You are never the initiator in prayer. God is. So why not intentionally let God begin the conversation by listening to his invitation in Isaiah 1:18-19. If you have forgotten those words, let me refresh your memory. God says to his people:
Is. 1:18 “Come now, let us reason together,”
says the LORD.
“Though your sins are like scarlet,
they shall be as white as snow;
though they are red as crimson,
they shall be like wool.
19 If you are willing and obedient,
you will eat the best from the land;
20 but if you resist and rebel,
you will be devoured by the sword.”
For the mouth of the LORD has spoken.
God reveals his heart to us in the book of Isaiah. He invites us to experience a transformation through our conversations with him. If we are willing to approach God as we are, God is willing to transform us to look just like him. Through these words in Isaiah, God is inviting us all to move from a sin stained life, to a holy covered life. He will take our bruised and battered soul and heal our self-inflicted wounds. If we are willing, God will give us his best, not the worst. He wants to cover our sin with his holiness. That’s a gift we shouldn’t overlook.
If we are willing to approach God as we are, God is willing to transform us to look just like him.
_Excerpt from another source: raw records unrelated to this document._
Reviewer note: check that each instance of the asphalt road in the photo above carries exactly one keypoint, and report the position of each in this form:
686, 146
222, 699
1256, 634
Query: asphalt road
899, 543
Share on X
This transformation that God does in our hearts motivates me to pray. I need God’s generous invitation in order to have the courage to come to him as I am with my crimson colored soul, in order to let him do his work of making me holy just as he is.
So this week, don’t avoid God thinking that he only wants something from you. Begin your prayers with God’s invitation in Isaiah 1:18-19, so that you can hear how much God wants for you.
Q: How would this invitation from God in Is. 1:18-19 change the way you pray?